Para la Iglesia institucional como para la jerarquía, en cambio, Angelelli sigue siendo un gran signo de contradicción. Nunca los obispos se atrevieron a reconocerlo como mártir. Muchas veces se han escudado falazmente en la falta de pruebas judiciales sobre el asesinato cuando, en realidad, en la más sana tradición católica ése es un elemento totalmente secundario. Es la comunidad cristiana, a través de su testimonio, quien refrenda la condición de mártir de quien ha entregado su vida al servicio del evangelio. Muy probablemente la falta de reconocimiento eclesiástico a Angelelli tenga que ver también con el hecho de que la figura del riojano, su trayectoria y su opción de vida se levantan como evidencia de contradicción con el estilo de vida y las opciones de muchos jerarcas más afectos a los goces del poder que a los sinsabores del compartir con los pobres.
A pesar de las tres décadas transcurridas, quizás la reapertura de la causa judicial pueda aportar no sólo datos sobre los responsables directos del asesinato, sino echar también luces sobre las razones del silencio eclesiástico.
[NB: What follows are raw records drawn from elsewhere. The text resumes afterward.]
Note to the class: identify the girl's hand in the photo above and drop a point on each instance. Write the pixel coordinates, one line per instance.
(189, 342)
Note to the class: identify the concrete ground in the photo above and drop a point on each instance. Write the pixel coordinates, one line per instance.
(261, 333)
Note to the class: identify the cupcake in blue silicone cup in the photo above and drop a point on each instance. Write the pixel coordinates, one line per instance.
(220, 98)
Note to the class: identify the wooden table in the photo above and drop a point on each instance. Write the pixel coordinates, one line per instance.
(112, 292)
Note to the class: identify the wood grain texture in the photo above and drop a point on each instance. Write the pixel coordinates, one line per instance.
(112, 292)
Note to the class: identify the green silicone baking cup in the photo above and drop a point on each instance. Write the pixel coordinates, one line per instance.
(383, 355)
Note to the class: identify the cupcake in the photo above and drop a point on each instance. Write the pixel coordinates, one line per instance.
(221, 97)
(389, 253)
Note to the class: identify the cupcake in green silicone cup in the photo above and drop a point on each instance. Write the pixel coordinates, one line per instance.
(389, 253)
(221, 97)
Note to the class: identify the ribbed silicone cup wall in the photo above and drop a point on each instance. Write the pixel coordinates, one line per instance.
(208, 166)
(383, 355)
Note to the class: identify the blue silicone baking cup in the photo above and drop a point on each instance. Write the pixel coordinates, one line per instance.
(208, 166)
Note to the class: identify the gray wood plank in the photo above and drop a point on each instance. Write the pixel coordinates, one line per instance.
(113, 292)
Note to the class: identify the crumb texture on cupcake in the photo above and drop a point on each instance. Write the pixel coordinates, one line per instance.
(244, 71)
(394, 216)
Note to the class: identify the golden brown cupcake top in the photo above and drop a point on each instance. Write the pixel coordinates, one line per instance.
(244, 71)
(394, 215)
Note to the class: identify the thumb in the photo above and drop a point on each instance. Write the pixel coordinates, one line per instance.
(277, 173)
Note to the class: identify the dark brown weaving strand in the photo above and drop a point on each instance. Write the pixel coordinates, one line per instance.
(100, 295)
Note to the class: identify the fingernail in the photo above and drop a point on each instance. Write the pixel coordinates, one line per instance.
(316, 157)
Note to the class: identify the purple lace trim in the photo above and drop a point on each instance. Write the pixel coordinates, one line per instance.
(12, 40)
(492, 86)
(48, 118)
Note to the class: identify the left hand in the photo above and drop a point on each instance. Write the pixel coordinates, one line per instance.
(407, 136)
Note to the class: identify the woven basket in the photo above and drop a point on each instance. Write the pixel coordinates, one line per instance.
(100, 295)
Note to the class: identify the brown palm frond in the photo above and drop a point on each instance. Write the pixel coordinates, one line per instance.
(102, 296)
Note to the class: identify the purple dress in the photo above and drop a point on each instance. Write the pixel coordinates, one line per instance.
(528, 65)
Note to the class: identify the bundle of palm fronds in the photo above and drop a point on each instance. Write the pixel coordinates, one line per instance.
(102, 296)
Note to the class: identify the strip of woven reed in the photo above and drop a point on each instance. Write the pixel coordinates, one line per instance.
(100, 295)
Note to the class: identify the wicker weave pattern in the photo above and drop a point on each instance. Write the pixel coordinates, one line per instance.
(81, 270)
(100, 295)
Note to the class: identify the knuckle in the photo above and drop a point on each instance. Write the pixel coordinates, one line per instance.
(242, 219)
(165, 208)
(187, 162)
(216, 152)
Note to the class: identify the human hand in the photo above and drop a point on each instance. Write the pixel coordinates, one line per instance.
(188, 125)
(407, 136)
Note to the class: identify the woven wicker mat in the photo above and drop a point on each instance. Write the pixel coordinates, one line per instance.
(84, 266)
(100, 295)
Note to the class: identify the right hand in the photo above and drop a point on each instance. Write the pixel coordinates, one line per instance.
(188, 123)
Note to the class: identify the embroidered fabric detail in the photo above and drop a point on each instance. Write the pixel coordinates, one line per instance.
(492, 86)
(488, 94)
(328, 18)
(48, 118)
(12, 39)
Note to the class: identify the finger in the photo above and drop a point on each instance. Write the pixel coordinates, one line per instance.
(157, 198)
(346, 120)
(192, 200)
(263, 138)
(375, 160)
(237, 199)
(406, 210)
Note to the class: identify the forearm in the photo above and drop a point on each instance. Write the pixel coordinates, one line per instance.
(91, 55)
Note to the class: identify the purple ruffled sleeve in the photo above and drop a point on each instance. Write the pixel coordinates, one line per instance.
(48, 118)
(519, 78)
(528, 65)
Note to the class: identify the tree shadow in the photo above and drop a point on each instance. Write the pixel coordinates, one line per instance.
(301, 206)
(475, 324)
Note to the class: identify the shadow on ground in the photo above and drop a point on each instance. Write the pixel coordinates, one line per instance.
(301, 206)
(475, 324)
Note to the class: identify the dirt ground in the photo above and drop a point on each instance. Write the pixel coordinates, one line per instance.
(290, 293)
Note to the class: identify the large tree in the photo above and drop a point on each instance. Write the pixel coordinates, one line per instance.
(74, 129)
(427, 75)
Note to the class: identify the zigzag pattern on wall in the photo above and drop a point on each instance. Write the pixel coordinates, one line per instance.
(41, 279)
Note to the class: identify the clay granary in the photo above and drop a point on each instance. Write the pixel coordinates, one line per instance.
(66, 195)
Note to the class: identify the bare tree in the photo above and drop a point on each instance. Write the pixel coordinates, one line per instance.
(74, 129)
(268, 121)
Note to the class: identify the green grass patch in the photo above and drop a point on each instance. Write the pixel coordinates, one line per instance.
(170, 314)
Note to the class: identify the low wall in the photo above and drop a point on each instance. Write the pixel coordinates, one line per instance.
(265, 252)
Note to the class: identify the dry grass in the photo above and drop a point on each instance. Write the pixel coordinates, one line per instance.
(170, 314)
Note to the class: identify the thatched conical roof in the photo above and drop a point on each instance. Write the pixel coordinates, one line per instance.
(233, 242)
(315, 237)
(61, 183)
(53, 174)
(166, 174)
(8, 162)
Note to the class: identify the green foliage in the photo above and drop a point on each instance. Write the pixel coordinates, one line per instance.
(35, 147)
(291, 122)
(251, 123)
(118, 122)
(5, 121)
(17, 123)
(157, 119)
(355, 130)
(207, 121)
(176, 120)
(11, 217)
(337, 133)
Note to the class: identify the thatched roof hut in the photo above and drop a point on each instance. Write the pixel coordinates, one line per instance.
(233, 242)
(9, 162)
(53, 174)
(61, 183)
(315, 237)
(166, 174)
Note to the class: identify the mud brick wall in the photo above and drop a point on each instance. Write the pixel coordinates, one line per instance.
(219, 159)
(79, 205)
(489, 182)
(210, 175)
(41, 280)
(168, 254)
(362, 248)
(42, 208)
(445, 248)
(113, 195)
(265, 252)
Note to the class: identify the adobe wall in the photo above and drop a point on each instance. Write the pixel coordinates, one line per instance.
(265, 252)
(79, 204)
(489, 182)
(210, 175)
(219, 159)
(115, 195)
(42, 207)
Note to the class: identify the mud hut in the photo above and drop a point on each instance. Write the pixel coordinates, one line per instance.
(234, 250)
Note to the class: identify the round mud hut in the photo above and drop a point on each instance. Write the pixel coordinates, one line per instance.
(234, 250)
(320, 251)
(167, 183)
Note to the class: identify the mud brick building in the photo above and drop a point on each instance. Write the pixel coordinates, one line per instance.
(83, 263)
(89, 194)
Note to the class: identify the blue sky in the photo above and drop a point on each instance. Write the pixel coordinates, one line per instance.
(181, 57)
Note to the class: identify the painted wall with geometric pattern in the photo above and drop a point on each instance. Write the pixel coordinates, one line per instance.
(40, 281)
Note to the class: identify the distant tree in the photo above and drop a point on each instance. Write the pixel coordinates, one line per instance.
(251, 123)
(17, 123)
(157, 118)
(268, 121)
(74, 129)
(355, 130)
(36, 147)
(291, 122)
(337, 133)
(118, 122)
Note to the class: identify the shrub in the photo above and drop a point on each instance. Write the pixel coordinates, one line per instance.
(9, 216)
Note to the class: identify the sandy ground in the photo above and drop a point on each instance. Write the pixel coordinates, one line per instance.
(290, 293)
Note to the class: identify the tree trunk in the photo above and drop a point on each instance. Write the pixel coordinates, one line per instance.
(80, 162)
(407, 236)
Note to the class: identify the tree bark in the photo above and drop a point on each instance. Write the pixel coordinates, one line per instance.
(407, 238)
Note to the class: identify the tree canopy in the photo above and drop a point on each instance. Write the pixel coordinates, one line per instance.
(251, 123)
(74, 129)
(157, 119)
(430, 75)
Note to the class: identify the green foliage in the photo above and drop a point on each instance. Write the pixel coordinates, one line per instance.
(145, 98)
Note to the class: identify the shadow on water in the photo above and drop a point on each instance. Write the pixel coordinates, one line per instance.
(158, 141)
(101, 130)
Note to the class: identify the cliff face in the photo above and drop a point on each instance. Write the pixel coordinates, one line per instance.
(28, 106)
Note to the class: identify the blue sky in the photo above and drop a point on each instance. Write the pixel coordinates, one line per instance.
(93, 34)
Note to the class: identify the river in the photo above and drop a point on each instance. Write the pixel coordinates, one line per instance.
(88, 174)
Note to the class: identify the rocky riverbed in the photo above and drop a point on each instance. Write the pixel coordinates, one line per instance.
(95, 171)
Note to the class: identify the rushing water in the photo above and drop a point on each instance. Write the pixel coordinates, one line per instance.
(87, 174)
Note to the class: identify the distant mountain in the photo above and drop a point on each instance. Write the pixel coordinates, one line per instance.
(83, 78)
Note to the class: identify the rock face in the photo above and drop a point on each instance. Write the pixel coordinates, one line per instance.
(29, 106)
Sin dejar de recordar que el asesinato de Angelelli se produjo cuando el obispo se encontraba en plena investigación y aparentemente contaba con información valiosa acerca de los motivos de la muerte de dos de sus sacerdotes, Gabriel Longueville y Juan de Dios Murias, también asesinados pocos días antes. Esa documentación que portaba Angelelli el día de su muerte desapareció, nunca fue recuperada y el caso de los dos curas también quedó en las sombras.
Probablemente, la reapertura del caso no arroje datos sorprendentes en lo judicial, pero quizás sirva para remover conciencias y seguramente provocará más de un sacudón en el interior de la misma institución eclesiástica. De cualquier manera, es un paso adelante en favor de la memoria y la verdad.